I've posted this information numerous times here, but I'll do it again.

It does seem simpler to use a virtual ground which is the technical term for a fake ground. Both terms are actually quite apt since fake means false and virtual means not real.

For very simple small circuits that have no critical application, virtual grounds are usually fine. The problem comes when you try to expand on something that uses a virtual ground.

It is important to think of ground as a rail that can both sink and source current. Virtual grounds can do that - up to a point. Starting with the simplest type - two 10K resistors - the path to either source or sink current has a 10K resistor in the way. The typical PSU for these projects are 9 volt batteries. A potential of 4.5 volts through a 10K resistor allows only 0.45 millliamperes maximum to flow either as sink or source. That's really small. When the needed current exceeds the point where the virtual ground can sink or source, the required current (due to this 10K impedance), the voltage of the ground point changes. That is defined as noise. This can be improved a bit by using a voltage follower, but the current available rises to only about 10 mA. That's still not much especially as a system grows.

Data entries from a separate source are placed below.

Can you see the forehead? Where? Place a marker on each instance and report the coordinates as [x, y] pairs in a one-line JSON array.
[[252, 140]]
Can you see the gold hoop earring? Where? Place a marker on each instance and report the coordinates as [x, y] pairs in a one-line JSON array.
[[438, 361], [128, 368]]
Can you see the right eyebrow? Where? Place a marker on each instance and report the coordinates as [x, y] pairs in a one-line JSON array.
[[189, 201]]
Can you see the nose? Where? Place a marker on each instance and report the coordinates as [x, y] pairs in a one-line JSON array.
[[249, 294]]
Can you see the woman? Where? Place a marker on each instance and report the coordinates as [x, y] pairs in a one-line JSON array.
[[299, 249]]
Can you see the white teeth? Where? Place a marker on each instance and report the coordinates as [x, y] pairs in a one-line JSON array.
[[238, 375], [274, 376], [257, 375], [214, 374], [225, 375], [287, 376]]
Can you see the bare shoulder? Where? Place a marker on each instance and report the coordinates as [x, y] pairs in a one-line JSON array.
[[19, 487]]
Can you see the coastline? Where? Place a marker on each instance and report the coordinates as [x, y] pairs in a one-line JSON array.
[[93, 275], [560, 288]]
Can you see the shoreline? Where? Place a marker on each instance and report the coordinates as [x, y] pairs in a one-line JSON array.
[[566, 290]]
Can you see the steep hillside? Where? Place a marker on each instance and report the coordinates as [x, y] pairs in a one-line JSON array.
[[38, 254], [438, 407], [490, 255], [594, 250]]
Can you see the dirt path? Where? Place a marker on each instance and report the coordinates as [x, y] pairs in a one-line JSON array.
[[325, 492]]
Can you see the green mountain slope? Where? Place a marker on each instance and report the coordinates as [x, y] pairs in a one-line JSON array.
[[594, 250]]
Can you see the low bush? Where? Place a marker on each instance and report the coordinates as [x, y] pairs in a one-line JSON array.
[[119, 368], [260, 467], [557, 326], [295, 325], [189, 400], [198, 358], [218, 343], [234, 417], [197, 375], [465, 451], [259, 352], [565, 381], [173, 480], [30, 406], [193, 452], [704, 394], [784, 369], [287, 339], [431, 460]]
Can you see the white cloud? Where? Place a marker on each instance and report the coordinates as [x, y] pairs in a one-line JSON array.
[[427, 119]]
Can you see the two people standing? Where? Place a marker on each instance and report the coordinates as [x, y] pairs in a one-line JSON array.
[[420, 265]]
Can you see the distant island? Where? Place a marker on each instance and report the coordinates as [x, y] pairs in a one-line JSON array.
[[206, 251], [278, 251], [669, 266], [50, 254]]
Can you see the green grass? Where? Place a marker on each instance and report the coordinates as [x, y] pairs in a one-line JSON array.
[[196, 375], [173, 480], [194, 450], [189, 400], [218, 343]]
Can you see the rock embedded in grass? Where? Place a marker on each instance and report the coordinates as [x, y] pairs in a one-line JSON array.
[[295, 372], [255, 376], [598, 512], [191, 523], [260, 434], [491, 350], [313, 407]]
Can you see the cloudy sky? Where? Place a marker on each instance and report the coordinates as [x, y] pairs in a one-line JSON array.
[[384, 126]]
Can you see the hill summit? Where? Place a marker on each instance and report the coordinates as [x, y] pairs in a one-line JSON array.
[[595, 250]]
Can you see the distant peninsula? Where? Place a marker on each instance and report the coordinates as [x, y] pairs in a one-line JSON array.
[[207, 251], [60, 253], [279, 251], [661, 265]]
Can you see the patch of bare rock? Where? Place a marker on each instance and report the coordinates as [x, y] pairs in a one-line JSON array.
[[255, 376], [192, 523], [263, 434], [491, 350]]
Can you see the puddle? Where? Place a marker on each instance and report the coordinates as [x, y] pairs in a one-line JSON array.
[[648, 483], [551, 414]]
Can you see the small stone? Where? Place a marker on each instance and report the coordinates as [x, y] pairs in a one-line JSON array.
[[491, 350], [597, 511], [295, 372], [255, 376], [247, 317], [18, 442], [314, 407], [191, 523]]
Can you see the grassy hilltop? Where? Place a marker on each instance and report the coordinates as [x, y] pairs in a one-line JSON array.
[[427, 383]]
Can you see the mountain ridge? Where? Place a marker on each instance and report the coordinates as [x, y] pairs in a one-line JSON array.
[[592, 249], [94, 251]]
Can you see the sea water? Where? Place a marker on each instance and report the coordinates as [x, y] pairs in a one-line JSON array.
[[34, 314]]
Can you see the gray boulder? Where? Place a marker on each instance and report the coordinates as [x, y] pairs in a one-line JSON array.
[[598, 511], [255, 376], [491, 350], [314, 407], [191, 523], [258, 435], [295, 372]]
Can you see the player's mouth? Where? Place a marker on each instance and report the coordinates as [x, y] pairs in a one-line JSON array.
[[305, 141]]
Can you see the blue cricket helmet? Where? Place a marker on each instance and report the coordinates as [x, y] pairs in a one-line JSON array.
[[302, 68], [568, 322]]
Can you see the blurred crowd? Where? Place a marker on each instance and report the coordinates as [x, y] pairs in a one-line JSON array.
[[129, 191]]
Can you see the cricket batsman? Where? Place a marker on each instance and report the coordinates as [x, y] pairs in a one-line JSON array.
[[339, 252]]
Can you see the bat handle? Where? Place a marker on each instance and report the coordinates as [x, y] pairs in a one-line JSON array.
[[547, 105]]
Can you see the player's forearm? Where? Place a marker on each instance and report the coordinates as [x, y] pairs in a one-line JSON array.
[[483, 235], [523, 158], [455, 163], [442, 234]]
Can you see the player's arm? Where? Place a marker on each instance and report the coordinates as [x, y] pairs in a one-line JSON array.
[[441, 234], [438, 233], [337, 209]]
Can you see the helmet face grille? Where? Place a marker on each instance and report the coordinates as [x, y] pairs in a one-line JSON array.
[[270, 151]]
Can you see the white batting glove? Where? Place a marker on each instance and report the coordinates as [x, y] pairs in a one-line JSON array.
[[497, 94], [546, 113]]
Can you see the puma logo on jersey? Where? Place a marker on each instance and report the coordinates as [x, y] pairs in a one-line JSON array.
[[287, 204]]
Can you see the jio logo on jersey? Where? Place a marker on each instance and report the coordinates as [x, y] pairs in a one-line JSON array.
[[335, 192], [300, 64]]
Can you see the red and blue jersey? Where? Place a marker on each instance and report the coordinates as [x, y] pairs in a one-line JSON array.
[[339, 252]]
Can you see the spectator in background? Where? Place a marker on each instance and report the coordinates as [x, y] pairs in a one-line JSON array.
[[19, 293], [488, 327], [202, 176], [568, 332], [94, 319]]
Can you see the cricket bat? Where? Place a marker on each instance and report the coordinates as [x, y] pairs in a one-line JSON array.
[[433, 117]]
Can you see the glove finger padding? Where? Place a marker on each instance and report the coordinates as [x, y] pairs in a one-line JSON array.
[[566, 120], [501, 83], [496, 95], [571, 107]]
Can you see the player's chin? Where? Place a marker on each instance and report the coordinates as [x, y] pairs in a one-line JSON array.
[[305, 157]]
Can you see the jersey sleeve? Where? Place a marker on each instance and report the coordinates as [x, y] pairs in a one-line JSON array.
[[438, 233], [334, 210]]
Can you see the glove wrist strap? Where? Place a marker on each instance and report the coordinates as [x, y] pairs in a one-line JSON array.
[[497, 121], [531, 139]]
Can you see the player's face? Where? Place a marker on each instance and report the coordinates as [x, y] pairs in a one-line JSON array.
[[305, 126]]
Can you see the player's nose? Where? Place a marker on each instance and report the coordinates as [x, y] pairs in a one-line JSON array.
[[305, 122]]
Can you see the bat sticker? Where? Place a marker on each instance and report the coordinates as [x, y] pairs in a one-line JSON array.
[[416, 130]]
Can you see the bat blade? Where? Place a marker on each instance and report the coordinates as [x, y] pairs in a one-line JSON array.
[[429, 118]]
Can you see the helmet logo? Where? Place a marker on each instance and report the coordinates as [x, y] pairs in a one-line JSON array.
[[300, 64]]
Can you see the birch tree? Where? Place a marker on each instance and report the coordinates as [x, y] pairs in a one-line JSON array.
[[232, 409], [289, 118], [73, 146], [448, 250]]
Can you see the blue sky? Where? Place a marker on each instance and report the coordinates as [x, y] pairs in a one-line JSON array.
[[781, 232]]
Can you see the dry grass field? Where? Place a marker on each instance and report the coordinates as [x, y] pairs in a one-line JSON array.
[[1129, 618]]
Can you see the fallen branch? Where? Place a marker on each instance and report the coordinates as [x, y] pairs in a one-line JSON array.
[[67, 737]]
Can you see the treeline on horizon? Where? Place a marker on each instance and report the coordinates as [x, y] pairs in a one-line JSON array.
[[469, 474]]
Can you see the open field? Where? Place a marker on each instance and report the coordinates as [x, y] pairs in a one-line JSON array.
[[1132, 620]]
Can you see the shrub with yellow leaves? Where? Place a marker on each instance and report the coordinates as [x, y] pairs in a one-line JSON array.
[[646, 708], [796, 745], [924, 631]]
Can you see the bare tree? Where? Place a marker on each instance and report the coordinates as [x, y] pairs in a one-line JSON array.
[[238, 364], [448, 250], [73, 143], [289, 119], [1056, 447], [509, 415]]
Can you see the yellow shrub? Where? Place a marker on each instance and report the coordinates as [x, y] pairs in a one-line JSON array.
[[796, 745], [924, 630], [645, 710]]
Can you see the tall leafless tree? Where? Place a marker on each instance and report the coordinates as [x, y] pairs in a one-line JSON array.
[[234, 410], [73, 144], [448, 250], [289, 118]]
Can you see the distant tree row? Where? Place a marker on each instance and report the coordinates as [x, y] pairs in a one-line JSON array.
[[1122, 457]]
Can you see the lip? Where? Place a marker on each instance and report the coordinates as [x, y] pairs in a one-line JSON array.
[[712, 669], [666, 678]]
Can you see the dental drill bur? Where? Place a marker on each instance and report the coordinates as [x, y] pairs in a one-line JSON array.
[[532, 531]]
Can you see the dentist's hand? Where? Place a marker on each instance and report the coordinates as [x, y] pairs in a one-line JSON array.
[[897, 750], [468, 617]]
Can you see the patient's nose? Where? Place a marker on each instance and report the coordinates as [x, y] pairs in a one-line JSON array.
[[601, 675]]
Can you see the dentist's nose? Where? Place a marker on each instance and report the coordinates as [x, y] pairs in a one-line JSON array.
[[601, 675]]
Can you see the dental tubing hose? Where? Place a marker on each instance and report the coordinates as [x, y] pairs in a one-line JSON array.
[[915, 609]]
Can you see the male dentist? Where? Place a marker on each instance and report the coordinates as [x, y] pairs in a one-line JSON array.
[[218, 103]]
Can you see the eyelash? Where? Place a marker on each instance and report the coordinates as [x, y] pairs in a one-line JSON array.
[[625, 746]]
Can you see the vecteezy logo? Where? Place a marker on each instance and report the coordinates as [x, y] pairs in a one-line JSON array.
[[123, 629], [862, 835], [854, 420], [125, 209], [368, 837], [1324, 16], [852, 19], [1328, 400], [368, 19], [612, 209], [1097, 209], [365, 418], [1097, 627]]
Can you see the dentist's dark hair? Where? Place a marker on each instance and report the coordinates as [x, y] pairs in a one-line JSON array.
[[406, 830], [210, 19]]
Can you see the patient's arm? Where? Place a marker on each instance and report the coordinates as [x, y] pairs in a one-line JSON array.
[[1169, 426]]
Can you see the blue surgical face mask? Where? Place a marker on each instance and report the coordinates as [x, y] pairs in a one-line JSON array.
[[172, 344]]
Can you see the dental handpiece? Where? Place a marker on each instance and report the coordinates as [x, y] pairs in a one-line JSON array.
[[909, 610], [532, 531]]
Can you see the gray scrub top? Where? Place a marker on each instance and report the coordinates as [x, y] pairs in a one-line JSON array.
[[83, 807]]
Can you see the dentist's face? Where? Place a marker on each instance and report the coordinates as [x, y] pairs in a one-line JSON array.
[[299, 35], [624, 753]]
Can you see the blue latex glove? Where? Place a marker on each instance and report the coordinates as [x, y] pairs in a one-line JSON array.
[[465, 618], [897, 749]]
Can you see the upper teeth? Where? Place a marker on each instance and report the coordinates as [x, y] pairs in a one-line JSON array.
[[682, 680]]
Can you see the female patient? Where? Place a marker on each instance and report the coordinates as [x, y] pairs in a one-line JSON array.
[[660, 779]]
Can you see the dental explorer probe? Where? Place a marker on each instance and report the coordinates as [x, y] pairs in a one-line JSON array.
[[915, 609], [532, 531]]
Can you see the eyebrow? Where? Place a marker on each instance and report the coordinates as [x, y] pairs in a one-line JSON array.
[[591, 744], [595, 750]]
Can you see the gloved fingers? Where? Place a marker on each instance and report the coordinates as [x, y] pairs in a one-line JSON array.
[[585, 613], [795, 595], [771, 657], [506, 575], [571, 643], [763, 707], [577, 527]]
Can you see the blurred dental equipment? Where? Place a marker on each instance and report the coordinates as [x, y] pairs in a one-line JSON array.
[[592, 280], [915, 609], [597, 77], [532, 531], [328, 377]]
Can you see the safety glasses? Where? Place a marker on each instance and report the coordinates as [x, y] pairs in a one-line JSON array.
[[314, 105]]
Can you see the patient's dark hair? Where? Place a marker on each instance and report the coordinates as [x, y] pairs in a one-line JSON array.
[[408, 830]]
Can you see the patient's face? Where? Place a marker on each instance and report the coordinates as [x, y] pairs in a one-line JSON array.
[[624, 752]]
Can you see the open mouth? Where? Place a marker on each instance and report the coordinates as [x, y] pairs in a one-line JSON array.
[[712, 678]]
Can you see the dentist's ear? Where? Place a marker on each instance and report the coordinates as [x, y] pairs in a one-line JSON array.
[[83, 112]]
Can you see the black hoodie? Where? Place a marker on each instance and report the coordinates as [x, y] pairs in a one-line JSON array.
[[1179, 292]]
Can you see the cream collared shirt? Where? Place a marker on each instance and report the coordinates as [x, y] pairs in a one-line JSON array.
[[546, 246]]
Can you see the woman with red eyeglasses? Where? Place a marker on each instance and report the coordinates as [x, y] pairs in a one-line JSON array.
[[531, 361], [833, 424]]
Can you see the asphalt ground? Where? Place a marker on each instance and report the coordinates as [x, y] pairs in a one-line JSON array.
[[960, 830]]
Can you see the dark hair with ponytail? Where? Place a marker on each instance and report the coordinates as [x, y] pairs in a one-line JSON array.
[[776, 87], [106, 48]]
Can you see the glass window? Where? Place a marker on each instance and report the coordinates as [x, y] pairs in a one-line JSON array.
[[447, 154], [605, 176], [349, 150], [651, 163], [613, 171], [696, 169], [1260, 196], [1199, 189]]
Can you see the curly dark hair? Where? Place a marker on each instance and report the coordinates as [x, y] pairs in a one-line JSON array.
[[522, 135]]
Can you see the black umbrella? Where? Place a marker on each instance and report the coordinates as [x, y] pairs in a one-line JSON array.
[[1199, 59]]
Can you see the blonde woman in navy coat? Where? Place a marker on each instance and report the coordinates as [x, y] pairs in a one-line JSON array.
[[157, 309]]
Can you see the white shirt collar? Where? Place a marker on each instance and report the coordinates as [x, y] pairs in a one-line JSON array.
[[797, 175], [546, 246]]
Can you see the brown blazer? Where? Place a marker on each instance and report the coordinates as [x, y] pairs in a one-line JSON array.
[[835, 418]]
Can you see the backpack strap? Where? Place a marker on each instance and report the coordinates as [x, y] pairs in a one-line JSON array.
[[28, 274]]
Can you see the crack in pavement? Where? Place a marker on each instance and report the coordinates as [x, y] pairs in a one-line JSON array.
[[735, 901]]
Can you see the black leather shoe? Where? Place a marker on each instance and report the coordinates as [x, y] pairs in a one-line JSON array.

Cynosure had this problem with his CMOnSter. He'd started with a few small circuits and a virtual ground, but as he began to add things, he started having odd unexplainable problems. My suggestion to him was to use a real dual rail supply and that fixed all of the problems. All of his problems were attributed to a bouncy noisy virtual ground.

If you have a circuit that is small (one or two opamps) and self contained and won't be expanded, it's appropriate to use a virtual ground. Otherwise, my advice is just don't. With battery operated devices, a dual rail supply is very easy - just use two 9 volt batteries in series where the connection point between the batteries is ground. This will double the voltage headroom you have - and remember many/most opamps are not rail to rail and the output needs to stay a couple of volts away from the + and - rails to avoid output reversal and other issues.

If the circuit in question requires +/- 4.5 volts, use 3 series dry cells for + and 3 series dry cells for -. Battery holders are available for all sizes of dry cells. Doing this still gives an end to end voltage of 9 volts, but there is more current available, a real ground and they will last longer than doing the same thing with a 9 volt transistor radio battery.